Tagging and requirements analysis
What with del.icio.us and flickr and co, tagging seems to be very, very popular right now. The idea of building something to support tagging of latitude and longitude co-ordinates has been rolling around in my head for a little while, and now a site called tagzania seems to have implemented it. What I’d really like to see is something to calculate nearby items both in terms of real and tag space, but I guess that will come in time.
Another tagging related idea which has been rolling around in my head is requirements analysis. Traceability and maintenance of requirements in software engineering is frequently a problem, particularly in large projects for a number of reasons. One reason is almost certainly the difficulty of identifying exactly which requirements are affected by a certain change, and how requirements are interrelated. The problem with the normal documentation approach is that it only really allows for a single hierarchy. For example, you can group your requirements together by functional groups, or in conceptual groups (say, performance related requirements), but it’s quite difficult to create, and much more difficult to maintain, cross reference lists to create multiple hierarchies.

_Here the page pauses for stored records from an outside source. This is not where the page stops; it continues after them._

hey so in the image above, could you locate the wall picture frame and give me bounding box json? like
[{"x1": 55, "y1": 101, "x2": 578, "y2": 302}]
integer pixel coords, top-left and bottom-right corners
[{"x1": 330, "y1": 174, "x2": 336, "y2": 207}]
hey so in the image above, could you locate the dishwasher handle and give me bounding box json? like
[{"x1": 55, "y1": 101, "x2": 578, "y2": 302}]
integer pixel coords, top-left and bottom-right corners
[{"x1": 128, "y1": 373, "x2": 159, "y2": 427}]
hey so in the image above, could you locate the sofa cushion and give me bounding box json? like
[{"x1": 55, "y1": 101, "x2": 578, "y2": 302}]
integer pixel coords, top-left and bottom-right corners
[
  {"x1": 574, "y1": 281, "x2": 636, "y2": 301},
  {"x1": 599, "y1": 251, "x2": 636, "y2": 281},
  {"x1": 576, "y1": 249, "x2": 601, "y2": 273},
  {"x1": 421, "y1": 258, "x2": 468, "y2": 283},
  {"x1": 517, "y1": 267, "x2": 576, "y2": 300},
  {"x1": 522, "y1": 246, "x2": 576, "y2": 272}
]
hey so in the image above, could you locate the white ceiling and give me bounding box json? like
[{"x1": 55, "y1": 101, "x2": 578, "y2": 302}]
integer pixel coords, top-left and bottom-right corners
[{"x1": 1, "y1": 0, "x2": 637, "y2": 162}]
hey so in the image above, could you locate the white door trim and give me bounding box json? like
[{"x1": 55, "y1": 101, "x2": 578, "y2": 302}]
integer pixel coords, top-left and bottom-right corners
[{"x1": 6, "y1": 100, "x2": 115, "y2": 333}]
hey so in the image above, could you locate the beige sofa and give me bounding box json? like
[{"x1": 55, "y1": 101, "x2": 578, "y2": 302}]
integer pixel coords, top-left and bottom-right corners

Treating individual requirements as microcontent items which can then be tagged into multiple hierarchies very simply might well help in these sorts of cases. Obviously all this could be achieved without tagging by pre-designing an appropriate taxonomy and making it simple to link a single requirement to many points in the taxonomy (and no doubt tools for doing this already exist).
The other interesting thing about linking tagging with microcontent requirements would be that it provides a simple mechanism for voting, and then agreeing, on aspects of the project. The customers, for example, could tag certain requirements as being required for some milestone, and that tagging could be accepted by the project team (by adding the tags themselves), or disputed in some appropriate forum. I’m not really sure how the concept of the strength of a tag for an item (i.e. the number of people who tagged it in a certain way) would apply in practice, but I suspect it would be interesting to see in practice.
Anyway, that’s about as far as I’ve thought about it. If I find myself with enough free time and motivation someday, I might try to put something along these lines together as an excuse to play with ruby on rails (or whatever is cool at the time).